Former Soviet republic Kazakhstan secured over 13 tons of highly enriched uranium (HEU) and plutonium, while Chile eliminated its entire HEU stockpile, the report said.
The United States and Russia signed a protocol under which each will dispose of 34 tons of plutonium — enough for 17,000 nuclear weapons.
Russia ended plutonium production. Ukraine eliminated two-thirds of its HEU and was expected to dispose of the rest by the Seoul summit.
But experts say much more must be done to end an apocalyptic threat.
“The commitments on the books will not get the job done,” said Michelle Cann of PGS, the report co-author. “To prevent nuclear terrorism in the years ahead, the global nuclear security system must grow and adapt to new threats,” she said.
“There is a danger that early successes of the summit process will lead to complacency.”
The ACA says there have been 16 confirmed cases of unauthorized possession of HEU or plutonium documented by the IAEA since 1993, mainly in the former Soviet Union. Alexandra Toma of the Connect US Fund, which promotes nuclear non-proliferation, said a sophisticated extremist group could plausibly take advantage of such lapses.

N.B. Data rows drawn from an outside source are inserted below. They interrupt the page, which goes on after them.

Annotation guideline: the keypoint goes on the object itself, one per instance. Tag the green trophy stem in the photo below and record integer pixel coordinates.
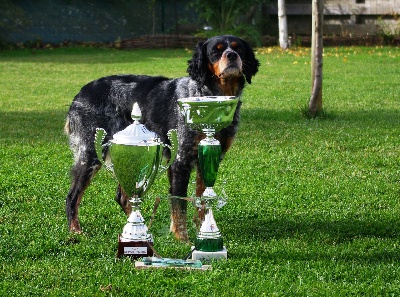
(209, 238)
(209, 152)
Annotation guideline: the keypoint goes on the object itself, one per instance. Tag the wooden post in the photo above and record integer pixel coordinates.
(315, 104)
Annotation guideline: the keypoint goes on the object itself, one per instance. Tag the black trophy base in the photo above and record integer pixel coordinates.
(135, 249)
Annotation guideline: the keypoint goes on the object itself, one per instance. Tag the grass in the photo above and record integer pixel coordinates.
(313, 205)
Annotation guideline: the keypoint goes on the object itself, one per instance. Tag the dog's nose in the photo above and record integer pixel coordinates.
(231, 55)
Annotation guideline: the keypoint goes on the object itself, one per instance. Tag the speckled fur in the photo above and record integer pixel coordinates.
(107, 103)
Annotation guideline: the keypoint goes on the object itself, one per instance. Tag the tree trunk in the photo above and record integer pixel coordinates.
(282, 22)
(315, 104)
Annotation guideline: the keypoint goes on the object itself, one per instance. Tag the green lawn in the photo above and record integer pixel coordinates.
(313, 205)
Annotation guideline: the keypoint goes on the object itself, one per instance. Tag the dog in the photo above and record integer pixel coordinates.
(219, 67)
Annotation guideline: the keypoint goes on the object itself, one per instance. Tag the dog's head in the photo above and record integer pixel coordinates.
(222, 57)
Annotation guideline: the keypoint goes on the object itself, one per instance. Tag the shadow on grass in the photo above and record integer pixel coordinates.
(28, 126)
(361, 117)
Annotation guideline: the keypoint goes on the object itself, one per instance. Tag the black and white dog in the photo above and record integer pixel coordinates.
(219, 67)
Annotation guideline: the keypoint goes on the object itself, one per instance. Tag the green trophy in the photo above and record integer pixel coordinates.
(209, 115)
(135, 155)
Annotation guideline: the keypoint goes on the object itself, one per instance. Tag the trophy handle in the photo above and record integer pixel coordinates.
(173, 139)
(98, 144)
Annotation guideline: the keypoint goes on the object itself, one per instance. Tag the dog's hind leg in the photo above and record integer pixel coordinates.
(82, 174)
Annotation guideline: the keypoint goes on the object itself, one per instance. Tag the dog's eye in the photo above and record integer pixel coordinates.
(239, 50)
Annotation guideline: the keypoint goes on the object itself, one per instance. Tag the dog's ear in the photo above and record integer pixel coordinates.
(250, 64)
(198, 68)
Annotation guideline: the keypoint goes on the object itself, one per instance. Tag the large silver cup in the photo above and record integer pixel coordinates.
(209, 115)
(135, 157)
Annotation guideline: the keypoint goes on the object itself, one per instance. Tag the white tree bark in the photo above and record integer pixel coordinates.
(315, 104)
(282, 22)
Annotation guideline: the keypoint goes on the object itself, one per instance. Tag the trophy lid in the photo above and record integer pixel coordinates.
(136, 133)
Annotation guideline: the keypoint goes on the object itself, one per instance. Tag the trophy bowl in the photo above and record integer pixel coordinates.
(136, 159)
(208, 112)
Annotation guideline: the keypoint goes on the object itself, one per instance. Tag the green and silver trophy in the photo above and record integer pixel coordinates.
(135, 156)
(209, 115)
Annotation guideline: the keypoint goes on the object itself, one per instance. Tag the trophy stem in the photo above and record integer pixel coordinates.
(209, 242)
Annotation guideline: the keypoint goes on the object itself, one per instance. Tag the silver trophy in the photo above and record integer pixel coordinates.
(209, 115)
(135, 156)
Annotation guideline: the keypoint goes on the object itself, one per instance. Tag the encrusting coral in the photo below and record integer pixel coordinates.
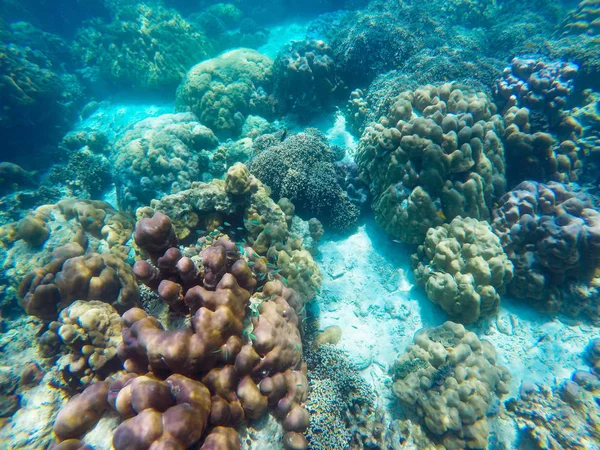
(437, 154)
(463, 268)
(224, 90)
(449, 379)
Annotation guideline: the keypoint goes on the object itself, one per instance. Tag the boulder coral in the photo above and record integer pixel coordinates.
(240, 207)
(435, 155)
(160, 155)
(223, 91)
(240, 354)
(551, 234)
(463, 268)
(449, 379)
(146, 47)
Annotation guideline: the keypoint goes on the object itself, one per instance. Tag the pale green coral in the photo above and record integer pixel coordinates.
(463, 268)
(224, 90)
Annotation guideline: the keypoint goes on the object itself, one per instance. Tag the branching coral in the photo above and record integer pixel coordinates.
(301, 168)
(436, 155)
(463, 268)
(453, 386)
(160, 155)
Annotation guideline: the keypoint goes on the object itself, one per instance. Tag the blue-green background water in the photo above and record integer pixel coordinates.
(443, 159)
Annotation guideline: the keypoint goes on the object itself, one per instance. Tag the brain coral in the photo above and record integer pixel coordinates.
(145, 46)
(435, 155)
(301, 168)
(463, 268)
(449, 379)
(306, 79)
(552, 236)
(160, 155)
(224, 90)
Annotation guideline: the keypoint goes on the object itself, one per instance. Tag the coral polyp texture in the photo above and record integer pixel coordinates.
(240, 354)
(435, 155)
(552, 236)
(161, 155)
(146, 47)
(463, 268)
(301, 167)
(541, 136)
(449, 379)
(306, 78)
(224, 90)
(240, 207)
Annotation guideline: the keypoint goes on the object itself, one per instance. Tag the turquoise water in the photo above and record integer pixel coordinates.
(319, 225)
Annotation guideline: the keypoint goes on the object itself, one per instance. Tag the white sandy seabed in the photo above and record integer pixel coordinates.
(368, 291)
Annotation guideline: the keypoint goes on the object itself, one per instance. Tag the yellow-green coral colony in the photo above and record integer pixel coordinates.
(354, 224)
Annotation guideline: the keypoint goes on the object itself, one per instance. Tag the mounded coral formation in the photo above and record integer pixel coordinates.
(436, 155)
(91, 331)
(242, 342)
(541, 137)
(463, 268)
(551, 234)
(306, 79)
(224, 90)
(160, 155)
(74, 275)
(242, 204)
(449, 379)
(301, 168)
(145, 47)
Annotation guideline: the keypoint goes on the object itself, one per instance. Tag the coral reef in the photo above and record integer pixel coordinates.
(160, 155)
(541, 136)
(242, 342)
(306, 79)
(145, 46)
(91, 332)
(222, 91)
(301, 168)
(463, 268)
(449, 379)
(551, 235)
(242, 208)
(436, 155)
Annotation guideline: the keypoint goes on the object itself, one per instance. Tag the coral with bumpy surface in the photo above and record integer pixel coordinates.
(160, 155)
(552, 236)
(91, 331)
(306, 79)
(463, 268)
(301, 168)
(145, 47)
(541, 136)
(242, 342)
(241, 206)
(449, 379)
(436, 155)
(222, 91)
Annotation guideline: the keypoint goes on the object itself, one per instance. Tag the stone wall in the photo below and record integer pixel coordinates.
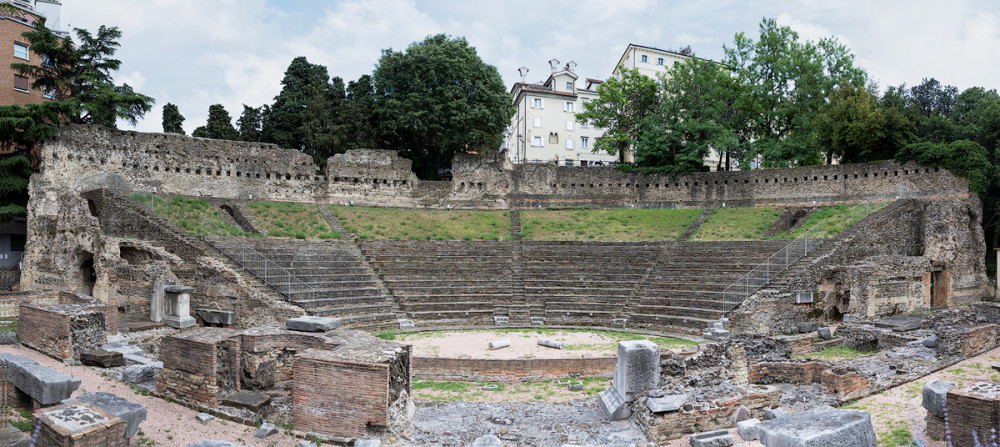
(514, 370)
(844, 382)
(62, 325)
(201, 167)
(885, 265)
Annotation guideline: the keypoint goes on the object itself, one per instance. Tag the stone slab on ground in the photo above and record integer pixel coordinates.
(211, 443)
(266, 429)
(102, 358)
(216, 316)
(133, 413)
(819, 427)
(717, 438)
(8, 338)
(45, 385)
(311, 323)
(247, 399)
(900, 323)
(935, 396)
(747, 429)
(487, 441)
(671, 402)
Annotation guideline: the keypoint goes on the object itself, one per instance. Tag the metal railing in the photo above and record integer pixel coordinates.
(809, 241)
(256, 263)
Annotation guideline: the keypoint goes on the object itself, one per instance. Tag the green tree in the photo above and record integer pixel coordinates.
(249, 123)
(438, 98)
(219, 125)
(784, 83)
(300, 86)
(172, 119)
(82, 75)
(621, 107)
(693, 118)
(22, 129)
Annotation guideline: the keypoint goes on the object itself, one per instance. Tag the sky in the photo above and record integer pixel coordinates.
(195, 53)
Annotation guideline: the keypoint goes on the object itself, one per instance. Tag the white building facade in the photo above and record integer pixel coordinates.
(544, 127)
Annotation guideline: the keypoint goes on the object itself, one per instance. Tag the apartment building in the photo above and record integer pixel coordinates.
(544, 127)
(16, 89)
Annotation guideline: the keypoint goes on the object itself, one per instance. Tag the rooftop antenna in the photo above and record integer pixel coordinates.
(523, 71)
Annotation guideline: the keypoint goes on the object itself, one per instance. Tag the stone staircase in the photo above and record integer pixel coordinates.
(448, 283)
(326, 278)
(584, 283)
(683, 292)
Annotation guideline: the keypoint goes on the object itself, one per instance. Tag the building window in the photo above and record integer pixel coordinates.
(21, 83)
(20, 51)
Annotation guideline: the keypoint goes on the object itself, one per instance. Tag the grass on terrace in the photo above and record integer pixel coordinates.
(388, 223)
(292, 220)
(834, 218)
(606, 224)
(190, 214)
(737, 224)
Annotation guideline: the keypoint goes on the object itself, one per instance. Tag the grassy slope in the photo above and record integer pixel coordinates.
(388, 223)
(835, 219)
(189, 214)
(737, 224)
(283, 219)
(606, 224)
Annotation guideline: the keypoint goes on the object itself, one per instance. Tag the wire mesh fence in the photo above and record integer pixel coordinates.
(255, 262)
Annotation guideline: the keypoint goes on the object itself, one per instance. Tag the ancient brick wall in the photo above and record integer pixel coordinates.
(515, 370)
(842, 381)
(702, 416)
(337, 397)
(972, 415)
(193, 166)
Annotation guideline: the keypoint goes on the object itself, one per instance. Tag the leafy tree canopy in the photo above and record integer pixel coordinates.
(438, 98)
(82, 75)
(172, 119)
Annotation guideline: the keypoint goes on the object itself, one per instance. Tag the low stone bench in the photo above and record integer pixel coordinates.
(44, 385)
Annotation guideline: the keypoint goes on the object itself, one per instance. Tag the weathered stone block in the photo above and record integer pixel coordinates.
(717, 438)
(637, 369)
(819, 427)
(133, 413)
(747, 429)
(310, 323)
(672, 402)
(935, 396)
(102, 358)
(215, 316)
(247, 399)
(46, 386)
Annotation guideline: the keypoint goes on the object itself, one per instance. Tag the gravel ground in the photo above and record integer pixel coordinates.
(166, 424)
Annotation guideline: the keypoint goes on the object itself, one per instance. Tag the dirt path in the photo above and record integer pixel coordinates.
(167, 424)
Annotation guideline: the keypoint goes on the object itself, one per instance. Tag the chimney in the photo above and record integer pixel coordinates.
(524, 74)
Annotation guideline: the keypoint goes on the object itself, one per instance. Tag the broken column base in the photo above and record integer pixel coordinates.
(613, 404)
(179, 322)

“It takes only 50 kilograms (110 pounds) of highly enriched uranium to make a crude nuclear bomb” the size of a grapefruit, she told a Seoul forum Thursday.
The summit agenda has been expanded to cover the securing of radioactive material, freely available from hospitals and other sources, which Stanford University expert Siegfried Hecker told the forum Thursday would be the most likely nuclear threat as a “dirty bomb... a weapon of mass disruption” since radiation sources were everywhere.
The meeting will also discuss the link between nuclear security and nuclear safety after Japan’s March 2011 Fukushima disaster. Experts say the accident showed terrorists could create the same conditions as a tsunami did, by damaging cooling systems and cutting off power.